The main issue arises when the peer isn’t cooperative and the mobile wallet has to publish their commitment transaction. That transaction usually has a 0 sat
anchor output and the main output has a to_self_delay
CSV. So the only option to CPFP without additional inputs is to use HTLC transactions, but they are pre-signed and don’t pay fees either.
A very simple proposal to fix that is to have the peer always sign two versions of HTLC transactions:
-
the default one that doesn’t pay any fee and needs additional on-chain inputs
-
and another one in a custom TLV of
commitment_signed
at a high feerate that matches the currently observed feerate -
if the peer doesn’t provide those signatures, the mobile wallet can force-close before revoking the commitment that doesn’t contain the new HTLCs
This way, when HTLCs are pending, the mobile wallet can always publish their commitment transaction and CPFP it using one of the HTLC transactions. Since funds can only be stolen for received HTLCs, which should expire somewhat quickly after being received, fee estimation can be somewhat accurate.
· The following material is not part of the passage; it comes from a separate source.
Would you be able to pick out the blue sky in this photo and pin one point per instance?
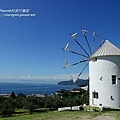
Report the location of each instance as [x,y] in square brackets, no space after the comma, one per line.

With this simple addition, mobile wallets are able to unilaterally force-close when HTLCs are pending.
The only scenario that isn’t fixed is the “Unresponsive peer without HTLCs” scenario. But this scenario can never be fixed by pre-signing transactions at various feerates, because we have no idea at which point in the future the peer will become unresponsive. On top of that, funds are not at risk in this scenario, which should only happen when an LSP completely disappears without closing channels. I think it’s acceptable that when this happens, mobile wallet users will need someone (which could be an on-chain wallet they own) to spend the anchor output to CPFP the commitment transaction.
I like this proposal because it is trivial to implement and doesn’t require a lot of changes compared to the default zero-fee commitment format. Please let me know what you think, and if you have other ideas on how we could make zero-fee commitments work seamlessly with mobile wallets.